I've done some proof-of-concept work. The pitch detection and pitch shifting code seem to work reasonably well. Here's an example. You can ignore the "buzzy" sound - that's part of the original recording. The important thing is that it (more or less) preserves the character of the sound without introducing the "chipmunk effect".

I'm creating a sort of "melodic backbone" of frequency information that includes preparation, portamento, overshoot and vibrato, and while it's pretty rough, it shows promise. Right now, it only renders the melody as a sine wave. Here's an example.

I'm currently in the process of gluing these parts together into a simple rendering engine that can take phonemes sung one one pitch, and follow that melodic curve.

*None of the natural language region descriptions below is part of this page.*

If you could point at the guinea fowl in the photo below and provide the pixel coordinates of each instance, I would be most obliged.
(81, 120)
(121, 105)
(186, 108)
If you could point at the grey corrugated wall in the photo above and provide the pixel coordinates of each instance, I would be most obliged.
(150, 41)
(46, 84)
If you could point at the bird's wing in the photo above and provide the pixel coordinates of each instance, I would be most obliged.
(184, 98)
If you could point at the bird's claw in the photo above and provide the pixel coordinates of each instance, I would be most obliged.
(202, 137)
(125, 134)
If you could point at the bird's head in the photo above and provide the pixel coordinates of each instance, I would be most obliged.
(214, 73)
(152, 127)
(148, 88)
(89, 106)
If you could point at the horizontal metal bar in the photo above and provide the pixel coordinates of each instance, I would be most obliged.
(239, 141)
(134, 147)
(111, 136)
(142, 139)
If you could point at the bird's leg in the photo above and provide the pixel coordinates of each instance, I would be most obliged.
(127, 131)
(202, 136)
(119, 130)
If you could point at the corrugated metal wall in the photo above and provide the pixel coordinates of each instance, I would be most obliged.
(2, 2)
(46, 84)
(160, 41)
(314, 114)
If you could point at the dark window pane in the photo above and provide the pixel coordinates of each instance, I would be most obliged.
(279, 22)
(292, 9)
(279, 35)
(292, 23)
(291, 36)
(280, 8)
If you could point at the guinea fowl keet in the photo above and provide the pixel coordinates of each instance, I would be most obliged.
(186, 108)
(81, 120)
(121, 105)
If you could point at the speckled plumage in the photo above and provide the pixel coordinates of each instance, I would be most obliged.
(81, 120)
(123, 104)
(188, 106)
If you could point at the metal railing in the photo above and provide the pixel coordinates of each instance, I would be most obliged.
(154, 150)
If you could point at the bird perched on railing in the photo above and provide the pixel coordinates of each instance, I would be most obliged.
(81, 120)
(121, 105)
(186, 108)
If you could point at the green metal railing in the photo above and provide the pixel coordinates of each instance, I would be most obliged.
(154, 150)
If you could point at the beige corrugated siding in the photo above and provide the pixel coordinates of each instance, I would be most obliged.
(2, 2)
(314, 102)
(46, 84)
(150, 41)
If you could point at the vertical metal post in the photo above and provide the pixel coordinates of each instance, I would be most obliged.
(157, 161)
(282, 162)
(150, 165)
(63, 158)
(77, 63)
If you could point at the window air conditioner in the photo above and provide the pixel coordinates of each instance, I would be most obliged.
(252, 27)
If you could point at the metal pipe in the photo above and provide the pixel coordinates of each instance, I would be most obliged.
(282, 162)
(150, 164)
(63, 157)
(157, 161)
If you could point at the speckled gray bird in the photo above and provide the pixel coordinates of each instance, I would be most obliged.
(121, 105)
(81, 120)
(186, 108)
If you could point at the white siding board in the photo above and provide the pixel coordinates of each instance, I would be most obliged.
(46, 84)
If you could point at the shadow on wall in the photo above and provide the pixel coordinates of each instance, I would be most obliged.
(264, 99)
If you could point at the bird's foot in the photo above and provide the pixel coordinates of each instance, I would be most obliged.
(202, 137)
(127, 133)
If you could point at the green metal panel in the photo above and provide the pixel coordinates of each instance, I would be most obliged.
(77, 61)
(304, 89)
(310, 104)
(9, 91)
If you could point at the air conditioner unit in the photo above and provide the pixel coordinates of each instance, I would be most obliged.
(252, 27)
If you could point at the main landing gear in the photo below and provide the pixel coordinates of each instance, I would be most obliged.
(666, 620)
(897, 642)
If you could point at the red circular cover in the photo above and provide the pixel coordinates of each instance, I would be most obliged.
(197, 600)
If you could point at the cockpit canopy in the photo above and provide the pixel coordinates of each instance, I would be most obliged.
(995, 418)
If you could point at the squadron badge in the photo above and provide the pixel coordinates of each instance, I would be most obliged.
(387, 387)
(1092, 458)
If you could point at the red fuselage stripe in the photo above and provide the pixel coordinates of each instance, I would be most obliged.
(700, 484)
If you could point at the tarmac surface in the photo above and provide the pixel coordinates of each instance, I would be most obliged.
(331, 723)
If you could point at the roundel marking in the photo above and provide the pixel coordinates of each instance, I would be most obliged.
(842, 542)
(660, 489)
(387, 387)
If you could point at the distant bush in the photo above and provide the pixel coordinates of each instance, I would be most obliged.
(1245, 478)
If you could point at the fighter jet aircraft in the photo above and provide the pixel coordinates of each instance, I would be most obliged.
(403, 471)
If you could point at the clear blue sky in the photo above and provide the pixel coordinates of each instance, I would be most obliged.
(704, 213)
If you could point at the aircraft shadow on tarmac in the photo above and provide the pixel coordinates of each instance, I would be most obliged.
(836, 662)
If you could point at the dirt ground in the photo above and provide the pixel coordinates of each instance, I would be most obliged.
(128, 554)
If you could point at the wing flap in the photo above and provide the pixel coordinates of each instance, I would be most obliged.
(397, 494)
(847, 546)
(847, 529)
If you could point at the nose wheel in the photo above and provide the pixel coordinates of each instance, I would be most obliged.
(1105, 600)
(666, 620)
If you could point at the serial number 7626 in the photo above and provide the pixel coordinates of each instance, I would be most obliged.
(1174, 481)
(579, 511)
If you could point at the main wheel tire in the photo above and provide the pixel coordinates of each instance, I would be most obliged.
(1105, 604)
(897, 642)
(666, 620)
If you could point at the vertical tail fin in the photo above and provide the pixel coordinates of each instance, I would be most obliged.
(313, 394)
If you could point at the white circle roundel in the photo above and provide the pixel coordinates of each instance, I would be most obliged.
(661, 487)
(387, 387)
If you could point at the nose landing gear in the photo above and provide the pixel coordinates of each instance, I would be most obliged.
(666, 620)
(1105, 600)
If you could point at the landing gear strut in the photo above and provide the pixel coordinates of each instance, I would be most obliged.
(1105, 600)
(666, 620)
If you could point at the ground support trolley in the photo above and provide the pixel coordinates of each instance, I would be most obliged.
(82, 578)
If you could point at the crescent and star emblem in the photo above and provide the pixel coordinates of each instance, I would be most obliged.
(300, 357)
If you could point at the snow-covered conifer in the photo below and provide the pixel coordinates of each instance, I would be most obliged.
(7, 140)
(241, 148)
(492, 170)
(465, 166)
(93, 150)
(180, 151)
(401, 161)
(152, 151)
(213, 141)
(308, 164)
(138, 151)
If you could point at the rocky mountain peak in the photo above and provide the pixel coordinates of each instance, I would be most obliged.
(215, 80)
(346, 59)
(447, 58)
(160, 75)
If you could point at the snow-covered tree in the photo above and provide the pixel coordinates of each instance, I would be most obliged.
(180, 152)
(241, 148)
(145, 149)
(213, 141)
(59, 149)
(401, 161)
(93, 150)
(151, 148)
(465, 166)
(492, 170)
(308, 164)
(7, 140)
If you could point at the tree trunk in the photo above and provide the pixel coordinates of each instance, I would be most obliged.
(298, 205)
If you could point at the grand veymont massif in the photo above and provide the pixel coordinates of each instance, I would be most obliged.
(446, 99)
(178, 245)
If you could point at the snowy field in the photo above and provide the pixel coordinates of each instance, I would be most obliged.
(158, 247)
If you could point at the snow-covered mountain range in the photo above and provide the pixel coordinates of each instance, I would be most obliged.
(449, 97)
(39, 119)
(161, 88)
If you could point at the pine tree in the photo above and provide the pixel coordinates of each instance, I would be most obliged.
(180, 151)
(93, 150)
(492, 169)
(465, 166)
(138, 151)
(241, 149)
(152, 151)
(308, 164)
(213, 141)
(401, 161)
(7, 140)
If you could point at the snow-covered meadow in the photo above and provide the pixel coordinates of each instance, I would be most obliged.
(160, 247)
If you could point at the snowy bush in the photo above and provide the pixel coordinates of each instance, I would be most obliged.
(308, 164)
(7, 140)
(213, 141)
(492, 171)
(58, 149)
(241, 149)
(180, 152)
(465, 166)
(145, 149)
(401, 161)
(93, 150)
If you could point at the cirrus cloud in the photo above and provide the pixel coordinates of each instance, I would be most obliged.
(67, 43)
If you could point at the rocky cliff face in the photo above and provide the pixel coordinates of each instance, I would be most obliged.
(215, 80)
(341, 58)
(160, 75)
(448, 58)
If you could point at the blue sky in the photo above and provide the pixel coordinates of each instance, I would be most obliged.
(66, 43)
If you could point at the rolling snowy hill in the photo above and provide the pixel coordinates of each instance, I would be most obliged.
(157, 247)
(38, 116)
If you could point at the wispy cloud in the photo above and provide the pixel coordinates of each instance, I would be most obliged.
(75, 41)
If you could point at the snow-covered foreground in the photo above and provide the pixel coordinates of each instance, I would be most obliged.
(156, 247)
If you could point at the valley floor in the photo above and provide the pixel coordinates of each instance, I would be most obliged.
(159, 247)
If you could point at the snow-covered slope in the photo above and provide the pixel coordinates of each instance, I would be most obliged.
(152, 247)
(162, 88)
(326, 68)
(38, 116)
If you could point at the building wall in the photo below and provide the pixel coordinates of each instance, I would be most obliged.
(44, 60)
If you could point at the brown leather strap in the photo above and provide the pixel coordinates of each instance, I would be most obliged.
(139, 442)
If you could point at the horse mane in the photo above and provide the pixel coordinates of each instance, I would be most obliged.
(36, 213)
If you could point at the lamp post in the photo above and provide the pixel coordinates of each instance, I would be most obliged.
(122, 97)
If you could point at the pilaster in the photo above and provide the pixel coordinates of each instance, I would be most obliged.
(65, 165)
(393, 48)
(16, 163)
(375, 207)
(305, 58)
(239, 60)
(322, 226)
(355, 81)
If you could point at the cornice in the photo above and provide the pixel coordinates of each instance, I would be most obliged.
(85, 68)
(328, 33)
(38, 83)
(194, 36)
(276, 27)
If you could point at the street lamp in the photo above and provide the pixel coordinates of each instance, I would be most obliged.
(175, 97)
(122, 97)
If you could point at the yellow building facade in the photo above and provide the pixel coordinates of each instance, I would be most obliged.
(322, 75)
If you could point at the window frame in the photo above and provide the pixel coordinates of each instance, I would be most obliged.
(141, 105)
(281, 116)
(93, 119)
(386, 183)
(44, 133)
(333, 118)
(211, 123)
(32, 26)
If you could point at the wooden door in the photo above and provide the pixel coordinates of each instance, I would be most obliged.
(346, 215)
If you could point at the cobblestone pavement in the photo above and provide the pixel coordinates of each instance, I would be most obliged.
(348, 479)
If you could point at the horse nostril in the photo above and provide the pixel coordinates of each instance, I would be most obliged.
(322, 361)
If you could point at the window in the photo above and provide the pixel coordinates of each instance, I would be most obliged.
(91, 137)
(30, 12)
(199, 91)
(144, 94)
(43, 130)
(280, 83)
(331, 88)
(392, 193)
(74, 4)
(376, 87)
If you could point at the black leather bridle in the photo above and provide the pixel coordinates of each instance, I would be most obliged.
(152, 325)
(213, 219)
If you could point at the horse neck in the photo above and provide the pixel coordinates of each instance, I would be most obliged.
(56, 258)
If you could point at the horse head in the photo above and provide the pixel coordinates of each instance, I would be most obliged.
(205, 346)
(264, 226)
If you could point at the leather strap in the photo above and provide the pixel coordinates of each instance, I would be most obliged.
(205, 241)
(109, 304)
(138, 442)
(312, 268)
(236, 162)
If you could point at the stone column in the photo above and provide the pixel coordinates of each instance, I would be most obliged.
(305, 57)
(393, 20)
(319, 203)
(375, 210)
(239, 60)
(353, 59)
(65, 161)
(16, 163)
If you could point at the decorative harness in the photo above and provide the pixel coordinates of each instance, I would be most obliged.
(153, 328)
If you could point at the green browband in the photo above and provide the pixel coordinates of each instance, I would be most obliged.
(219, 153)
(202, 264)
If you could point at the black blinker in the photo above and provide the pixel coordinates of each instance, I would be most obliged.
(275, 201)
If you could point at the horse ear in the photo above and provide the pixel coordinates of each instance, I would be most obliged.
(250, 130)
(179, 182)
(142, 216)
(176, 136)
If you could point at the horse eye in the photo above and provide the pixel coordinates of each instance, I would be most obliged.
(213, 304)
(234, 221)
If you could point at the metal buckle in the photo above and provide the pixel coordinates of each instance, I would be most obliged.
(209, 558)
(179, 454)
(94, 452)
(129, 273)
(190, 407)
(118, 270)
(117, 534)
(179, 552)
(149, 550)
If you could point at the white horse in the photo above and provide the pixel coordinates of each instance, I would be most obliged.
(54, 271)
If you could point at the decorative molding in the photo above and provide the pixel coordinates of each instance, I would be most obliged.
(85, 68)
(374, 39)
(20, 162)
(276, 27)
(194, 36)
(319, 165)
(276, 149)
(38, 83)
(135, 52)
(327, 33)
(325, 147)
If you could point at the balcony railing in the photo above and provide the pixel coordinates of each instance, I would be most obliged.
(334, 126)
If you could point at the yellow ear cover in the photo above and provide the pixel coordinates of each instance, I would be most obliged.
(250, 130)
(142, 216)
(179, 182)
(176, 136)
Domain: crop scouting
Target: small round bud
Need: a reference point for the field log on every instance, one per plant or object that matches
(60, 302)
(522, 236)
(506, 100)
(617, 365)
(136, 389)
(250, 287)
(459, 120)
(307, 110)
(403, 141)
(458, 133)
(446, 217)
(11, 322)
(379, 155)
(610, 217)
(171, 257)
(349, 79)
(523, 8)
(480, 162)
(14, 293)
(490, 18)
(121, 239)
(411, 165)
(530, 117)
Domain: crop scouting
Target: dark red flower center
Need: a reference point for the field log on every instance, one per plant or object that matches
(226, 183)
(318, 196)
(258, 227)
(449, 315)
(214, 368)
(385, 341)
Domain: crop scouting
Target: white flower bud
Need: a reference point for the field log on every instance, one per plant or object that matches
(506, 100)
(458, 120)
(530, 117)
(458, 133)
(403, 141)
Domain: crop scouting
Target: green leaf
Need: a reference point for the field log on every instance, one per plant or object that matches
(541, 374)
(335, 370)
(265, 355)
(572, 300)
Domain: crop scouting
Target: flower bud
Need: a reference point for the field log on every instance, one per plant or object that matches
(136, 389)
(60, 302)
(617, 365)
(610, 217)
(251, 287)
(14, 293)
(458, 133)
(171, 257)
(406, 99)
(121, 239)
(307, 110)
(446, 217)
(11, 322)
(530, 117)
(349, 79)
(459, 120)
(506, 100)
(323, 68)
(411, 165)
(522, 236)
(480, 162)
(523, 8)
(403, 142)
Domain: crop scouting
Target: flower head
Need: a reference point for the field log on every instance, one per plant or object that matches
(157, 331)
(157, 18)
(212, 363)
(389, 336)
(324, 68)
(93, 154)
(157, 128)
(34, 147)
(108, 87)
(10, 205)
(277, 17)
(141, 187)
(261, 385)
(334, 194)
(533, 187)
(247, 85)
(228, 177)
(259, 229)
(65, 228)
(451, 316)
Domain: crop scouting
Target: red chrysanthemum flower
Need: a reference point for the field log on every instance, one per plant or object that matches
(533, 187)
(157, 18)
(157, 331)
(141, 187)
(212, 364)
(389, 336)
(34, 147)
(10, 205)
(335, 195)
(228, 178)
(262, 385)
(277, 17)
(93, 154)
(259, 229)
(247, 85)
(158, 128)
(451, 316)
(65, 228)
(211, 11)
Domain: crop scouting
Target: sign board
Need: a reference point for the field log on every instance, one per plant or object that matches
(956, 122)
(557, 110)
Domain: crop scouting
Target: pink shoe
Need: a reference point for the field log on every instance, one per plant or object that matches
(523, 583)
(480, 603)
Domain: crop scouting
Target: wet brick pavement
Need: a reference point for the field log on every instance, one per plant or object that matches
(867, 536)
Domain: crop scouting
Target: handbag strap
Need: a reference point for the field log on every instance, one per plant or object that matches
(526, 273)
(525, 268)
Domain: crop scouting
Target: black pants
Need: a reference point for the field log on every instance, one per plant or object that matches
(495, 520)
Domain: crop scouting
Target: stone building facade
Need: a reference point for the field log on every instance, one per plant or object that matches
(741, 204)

Once that's done, I'll can have it start singing "La, la, la".

I've also experimented with cross-fading phonemes together, both with simple time-based crossfades and more complex harmonic-based crossfades (like in Vocaloid). I can't hear much difference between the two. When I add that, I should be able to render simple melodies like "do-be-do-be-do".

If I can get it that far, I'll need to start building a sung database of phonemes. I'm not looking forward to that, because English requires a ton of phonemes. I expect to record blocks of blends in VCV format, like "ahtah ehteh ihtih ohtoh uhtuh aytay eetee ietie ohtoh ...", much like UTAU does. Each of the blends can be used for VCV blends ("...ahtah..."), VC endings ("...aht") and CV beginnings ("tah...").

It's being coded in Java mainly because I'm comfortable coding in it. I suspect it would be fairly straight forward to convert to C or C# when it's done.

I'd considered trying to do this with the UTAU engine, but there's no documentation on it that I can find. Also, it seems to require Japanese localization, and that's a bit of a pain.

If you've got any additional questions, let me know, or shoot me an email - I PM'd you my email address.


-- David Cuny
My virtual singer development blog

Vocal control, you say. Never heard of it. Is that some kind of ProTools thing?